As the world focuses on international news, the partial government shutdown, and headlines of the day, a conversation is happening across America and in the halls of Congress: affordability. It's the quiet calculation families make every day; can we afford groceries this week? Is rent going up again? What happens if the car breaks down? Could we afford that?
Across the country, the answer is increasingly uncertain. But, is there more to this than just sticker prices?
According to the Urban Institute, affordability in the U.S. has reached critical lows, with costs for housing, childcare, and food (just to name a few) significantly outpacing wage growth since 2019. Housing costs are the primary driver, with 2024 data showing nearly 50% of renters are cost-burdened and homebuyers need an estimated annual income well above the average.
Everyday expenses continue to strain household budgets. At the same time, many financial products seeming to “help” consumers, like buy now pay later schemes, are doing the opposite, layering on fees, high rates, and unending financial burden. Fifty-two percent of people don't have the resources to cover what it really costs to live securely in their community.
And this isn’t just a picture of people’s lives in faraway areas—this is the reality of our employees and colleagues, our members and neighbors. The reality is, the systems meant to help people manage these pressures aren’t working the way they should.
Enter credit unions.
Credit unions were built for moments like this. Their purpose is to improve the financial well-being of the people they serve. At a time when affordability is the defining issue for households, that mission matters more than ever.
Across the country, credit unions are working every day to lower the cost of living in practical, tangible ways.
In housing, one of the biggest drivers of financial strain, credit unions are stepping up with solutions designed to open doors. From low-interest mortgages to programs that reduce or eliminate down payments and private mortgage insurance, they are helping more people access homeownership in a market that has become increasingly out of reach.
For everyday expenses, credit unions provide a critical safety net. Nearly half of Americans would struggle to cover a $1,000 emergency. Credit unions respond with small-dollar loans, lower-rate credit cards, and personalized financial guidance that help families navigate unexpected costs without turning to high-cost alternatives like payday lenders or check cashing services.
And this isn’t just anecdotes; the difference is measurable. As of early 2026, the average credit card interest rate at credit unions is several points lower than at traditional banks. That gap may not grab headlines, but for a family carrying a balance, it can mean real savings every month.
Credit unions also play a vital role in supporting small businesses, AKA the backbone of local economies. At a time when many large lenders are pulling back from smaller, relationship-based loans, credit unions continue to invest in entrepreneurs and small businesses, providing accessible capital that helps businesses grow, hire, and serve their communities.
In 2024 alone, credit unions delivered tens of billions of dollars in financial benefits to consumers nationwide.
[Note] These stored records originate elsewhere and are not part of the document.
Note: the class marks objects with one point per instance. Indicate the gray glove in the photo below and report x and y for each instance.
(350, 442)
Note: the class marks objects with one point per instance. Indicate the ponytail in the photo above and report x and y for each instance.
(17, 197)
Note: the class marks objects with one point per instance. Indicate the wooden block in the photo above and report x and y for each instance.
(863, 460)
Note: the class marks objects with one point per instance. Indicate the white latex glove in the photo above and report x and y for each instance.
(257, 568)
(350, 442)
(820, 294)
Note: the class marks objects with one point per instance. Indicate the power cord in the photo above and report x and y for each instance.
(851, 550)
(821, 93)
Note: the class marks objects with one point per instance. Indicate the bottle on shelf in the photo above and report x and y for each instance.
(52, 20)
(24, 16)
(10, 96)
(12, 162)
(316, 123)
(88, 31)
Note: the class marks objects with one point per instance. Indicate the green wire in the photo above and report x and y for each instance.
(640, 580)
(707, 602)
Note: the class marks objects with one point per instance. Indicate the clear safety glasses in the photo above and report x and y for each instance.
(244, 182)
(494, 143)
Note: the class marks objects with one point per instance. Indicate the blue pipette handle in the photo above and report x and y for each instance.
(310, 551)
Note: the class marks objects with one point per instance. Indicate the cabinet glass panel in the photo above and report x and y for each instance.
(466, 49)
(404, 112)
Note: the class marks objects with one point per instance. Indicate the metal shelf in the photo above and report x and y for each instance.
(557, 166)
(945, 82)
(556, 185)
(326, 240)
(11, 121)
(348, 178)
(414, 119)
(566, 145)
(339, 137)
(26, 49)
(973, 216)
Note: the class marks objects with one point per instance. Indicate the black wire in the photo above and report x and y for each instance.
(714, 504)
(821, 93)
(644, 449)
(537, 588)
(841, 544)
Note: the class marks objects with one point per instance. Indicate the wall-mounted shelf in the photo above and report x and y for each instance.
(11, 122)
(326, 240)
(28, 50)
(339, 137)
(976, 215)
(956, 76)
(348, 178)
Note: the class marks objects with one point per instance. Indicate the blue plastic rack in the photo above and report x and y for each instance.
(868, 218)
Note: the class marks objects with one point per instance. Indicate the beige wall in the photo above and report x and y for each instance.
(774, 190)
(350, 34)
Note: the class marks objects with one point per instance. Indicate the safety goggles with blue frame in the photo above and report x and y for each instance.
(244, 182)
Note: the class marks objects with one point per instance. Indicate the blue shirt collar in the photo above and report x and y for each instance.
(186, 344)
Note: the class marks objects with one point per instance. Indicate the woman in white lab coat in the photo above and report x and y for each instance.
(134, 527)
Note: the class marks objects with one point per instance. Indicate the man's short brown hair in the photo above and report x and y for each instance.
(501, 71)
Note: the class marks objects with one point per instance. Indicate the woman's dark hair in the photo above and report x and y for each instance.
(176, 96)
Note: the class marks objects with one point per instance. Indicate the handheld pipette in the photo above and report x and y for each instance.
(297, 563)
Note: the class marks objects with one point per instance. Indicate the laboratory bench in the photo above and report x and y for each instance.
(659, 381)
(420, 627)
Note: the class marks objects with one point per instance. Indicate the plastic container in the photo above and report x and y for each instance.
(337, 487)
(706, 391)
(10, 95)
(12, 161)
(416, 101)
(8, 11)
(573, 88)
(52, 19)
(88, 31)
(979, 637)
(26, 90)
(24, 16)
They reinvest in local communities, support financial education, and ensure that more people have access to safe, affordable financial services.
Affordability at face value may seem to be about prices, but credit unions are stepping up so Americans have the tools, support, and opportunity to build financial stability over time to actually address the issue. Credit unions help bridge gaps, meeting people where they are, and helping them move forward.
As affordability continues to dominate kitchen table conversations, it’s also rising quickly to the top of the national agenda. Policymakers, media, and the public are all asking the same question: Who is helping solve this problem?
Credit unions have an answer. And more importantly, they have a track record.
At a time when so many Americans feel squeezed, credit unions are doing what they were built to do. They are helping people buy homes, manage debt, start businesses, and weather financial uncertainty. They are proving that a different financial model can make a meaningful difference in people’s lives. This is why we see headlines like this from CNBC: More Americans are joining credit unions.
The affordability crisis is real, and people are figuring out where to turn for solutions.
Now is the time to tell that story more clearly and more consistently, with data and human experience.
Every credit union in this country is contributing to solving the affordability crisis in meaningful ways. But too often, those efforts aren’t visible to the people who need them most. We should be proud of the role we play and intentional about sharing it.
That starts with clearly communicating how you help your members afford life. Whether it’s creating a dedicated affordability page on your website, highlighting real member impact, or proactively engaging your community, the opportunity is right in front of us. Affordability is more than a sticker price or an issue to respond to; it's the feeling that you can handle life as it shows up. And nobody does that better than credit unions.